Resume

General Information

Full Name Lorenzo Pappone
Date of Birth 16th October 1996
Languages English, Italian

Education

  • 2021 - now
    Ph.D. Student
    Saint Louis University, St. Louis, USA, MO
    • Machine Learning for Networks
  • 2021
    M.S. in Computer Engineering
    University of Naples Federico II, Naples, Italy
    • Highlights
      • Machine Learning
      • Deep Learning
      • Network Security
      • Internet Performance Analysis
  • 2018
    B.S. in Computer Engineering
    University of Naples Federico II, Naples, Italy
    • Highlights
      • Algorithms
      • Computer Architectures
      • Database
      • Operative Systems

Experience

  • Aug 2021 - now
    Graduate Research Assistant
    Saint Louis University, St. Louis, MO, USA
    • Conduct research on Deep Reinforcement Learning for context-aware end-to-end congestion control.
    • Analysis and development of AI-based computer vision algorithms for network telemetry.
  • May-Sep 2023
    Visiting Researcher
    Boston University, Boston, MA, USA
    • Collaborated on a CNN-based Transfer-Learning model for network intrusion detection using Generative Adversarial Networks and XAI.
  • May-Aug 2022
    Visiting Researcher
    KTH Royal Institute of Technology, Stockholm, Sweden
    • Collaborated on deep learning-based anomaly detection models for congestion control to enhance network performance and user experience.
  • Apr-Aug 2021
    Big Data Engineer
    Almaviva DigitalTec, Naples, Italy
    • Design and development of a back-end Spark job for a big data management platform. The back-end job supports SQL-like operations over geo-spatial data.
  • Sep '20 - Mar '21
    Graduate Research Assistant
    University of Naples Federico II, Naples, Italy
    • Analysis and implementation of Deep Neural Networks (CNN, GRU, LSTM) to predict mobile-app coarse-grained network traffic in short-term time windows.
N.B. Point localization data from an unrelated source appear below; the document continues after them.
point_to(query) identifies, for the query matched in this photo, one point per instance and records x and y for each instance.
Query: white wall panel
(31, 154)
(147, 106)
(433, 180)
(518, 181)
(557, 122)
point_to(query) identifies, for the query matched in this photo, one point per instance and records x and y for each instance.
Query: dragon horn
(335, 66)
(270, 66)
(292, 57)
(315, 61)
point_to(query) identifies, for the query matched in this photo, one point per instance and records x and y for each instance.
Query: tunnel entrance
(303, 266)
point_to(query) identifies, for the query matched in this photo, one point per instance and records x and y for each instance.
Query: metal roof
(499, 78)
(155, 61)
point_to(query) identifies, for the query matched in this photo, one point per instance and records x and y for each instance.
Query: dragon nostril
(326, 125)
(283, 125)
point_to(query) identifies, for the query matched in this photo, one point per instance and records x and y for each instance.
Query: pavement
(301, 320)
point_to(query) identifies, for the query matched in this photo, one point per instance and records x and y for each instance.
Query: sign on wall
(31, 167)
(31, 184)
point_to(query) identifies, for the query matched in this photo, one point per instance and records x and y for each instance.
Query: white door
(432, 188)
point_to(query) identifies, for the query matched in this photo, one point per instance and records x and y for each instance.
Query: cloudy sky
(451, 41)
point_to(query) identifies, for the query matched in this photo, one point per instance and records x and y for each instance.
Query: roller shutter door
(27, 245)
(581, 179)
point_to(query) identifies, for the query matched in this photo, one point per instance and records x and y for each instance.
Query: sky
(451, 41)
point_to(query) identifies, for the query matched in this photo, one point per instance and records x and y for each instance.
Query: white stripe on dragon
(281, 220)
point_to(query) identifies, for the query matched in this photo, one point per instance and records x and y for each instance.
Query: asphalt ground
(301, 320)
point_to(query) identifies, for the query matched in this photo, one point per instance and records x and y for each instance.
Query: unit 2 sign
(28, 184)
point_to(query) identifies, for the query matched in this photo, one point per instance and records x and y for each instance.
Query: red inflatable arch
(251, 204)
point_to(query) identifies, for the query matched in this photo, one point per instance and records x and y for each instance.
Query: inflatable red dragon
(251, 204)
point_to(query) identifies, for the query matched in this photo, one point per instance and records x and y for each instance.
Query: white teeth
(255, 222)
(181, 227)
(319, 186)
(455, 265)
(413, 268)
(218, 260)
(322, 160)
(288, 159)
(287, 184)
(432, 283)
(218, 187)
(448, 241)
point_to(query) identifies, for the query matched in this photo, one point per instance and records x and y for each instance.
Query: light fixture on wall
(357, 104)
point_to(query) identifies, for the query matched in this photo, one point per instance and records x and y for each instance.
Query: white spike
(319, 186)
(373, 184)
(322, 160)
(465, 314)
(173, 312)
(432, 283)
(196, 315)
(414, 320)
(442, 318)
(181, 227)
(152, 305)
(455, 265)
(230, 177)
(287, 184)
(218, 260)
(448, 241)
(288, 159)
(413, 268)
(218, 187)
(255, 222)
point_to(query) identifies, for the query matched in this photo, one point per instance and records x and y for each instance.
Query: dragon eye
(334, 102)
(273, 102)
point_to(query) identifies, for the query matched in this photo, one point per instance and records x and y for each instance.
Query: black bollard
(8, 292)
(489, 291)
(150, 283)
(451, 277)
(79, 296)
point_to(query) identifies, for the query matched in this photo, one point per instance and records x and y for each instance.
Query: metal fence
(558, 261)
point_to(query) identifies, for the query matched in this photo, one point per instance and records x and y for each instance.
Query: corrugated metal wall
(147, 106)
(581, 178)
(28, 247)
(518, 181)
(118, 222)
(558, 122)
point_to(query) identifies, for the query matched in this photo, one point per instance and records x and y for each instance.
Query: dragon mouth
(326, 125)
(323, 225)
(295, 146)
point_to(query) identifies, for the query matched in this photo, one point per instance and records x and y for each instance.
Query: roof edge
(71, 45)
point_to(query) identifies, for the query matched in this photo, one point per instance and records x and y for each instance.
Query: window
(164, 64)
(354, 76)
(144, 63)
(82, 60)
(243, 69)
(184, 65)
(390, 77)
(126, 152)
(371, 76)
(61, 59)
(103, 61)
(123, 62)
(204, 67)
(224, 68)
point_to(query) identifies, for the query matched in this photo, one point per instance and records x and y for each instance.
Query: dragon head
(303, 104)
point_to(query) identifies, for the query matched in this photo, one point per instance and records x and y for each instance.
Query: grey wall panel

Relevant Coursework and Projects

  • Software Engineering
    • Leading the design and the development of a NLP-based web-application for context-aware spell-checking based on Flask and Javascript.
  • Internet Performance Analysis
    • Conduct research for mobile-network traffic classification using a distributed deep learning framework (Horovod) on a Spark cluster.
  • Machine Learning
    • Design and implementation of a predictor for a solar panel energy production forecasting on the basis of weather conditions, training data using Random Forest algorithm.
  • Network Security
    • Generation and propagation of a Trojan malware using Metasploit and SEToolkit tools on a Kali Linux OS. The malware could avoid AV static and dynamic analysis and tested on a Windows OS, after being embedded in a Windows installer using the NSIS tool.
  • Datacenter Networks
    • Implementation of the ECMP protocol using software defined networking on a leaf-spine topology, built using the Mininet tool. The control plane was deployed using a Ryu controller and the OpenFlow protocol.
  • Computer Systems
    • Implementation and of a client-server application for workload analysis and load balancing of incoming HTTP requests. A server pool was deployed using Microsoft Azure. The communication has been tested using the Jmeter tool and each virtual machine has been provided with an Apache web server.

Academic Interests

  • Transfer learning via Generative Adversarial Network for Intrusion Detection
    • A meta-learning based approach to train Wasserstain Generative Adversarial Networks (WGANs) on few-shot attack detection dataset.
  • Network traffic matrix estimation using AI-based computer vision techniques
    • Development an AI system based on computer vision algorithms (i.e., super-resolution) that can accurately estimate fine-grained network traffic matrix from aggregated measurements, which can provide valuable insights into network performance and help identify potential bottlenecks or security threats.
  • Routing using Deep Reinforcement Learning and Graph Convolutional Networks.
    • Design, implementation, and evaluation of innovative approaches for network routing based on Deep Reinforcement Learning. Single-Agent Graph Convolutional Network could help to minimize retraining needs, whereas Multi-agent Deep Q-Networks could provide scalable alternatives where multiple federated domain routing agents need to cooperate, e.g., in eBGP or other Wide Area Networks under a single domain
  • Mobile Traffic Prediction using Multitask Deep Learning.
    • Comparison and discussion of advanced DL-based prediction models, such as Convolutional Neural Networks, Gated Recurrent Unit, Long Short-Term Memory and their performance to predict highly dynamic coarse-grained encrypted mobile-app traffic using flow-level statistics.

Other Interests

  • Hobbies: Soccer, Hiking, Electric Guitar, Traveling.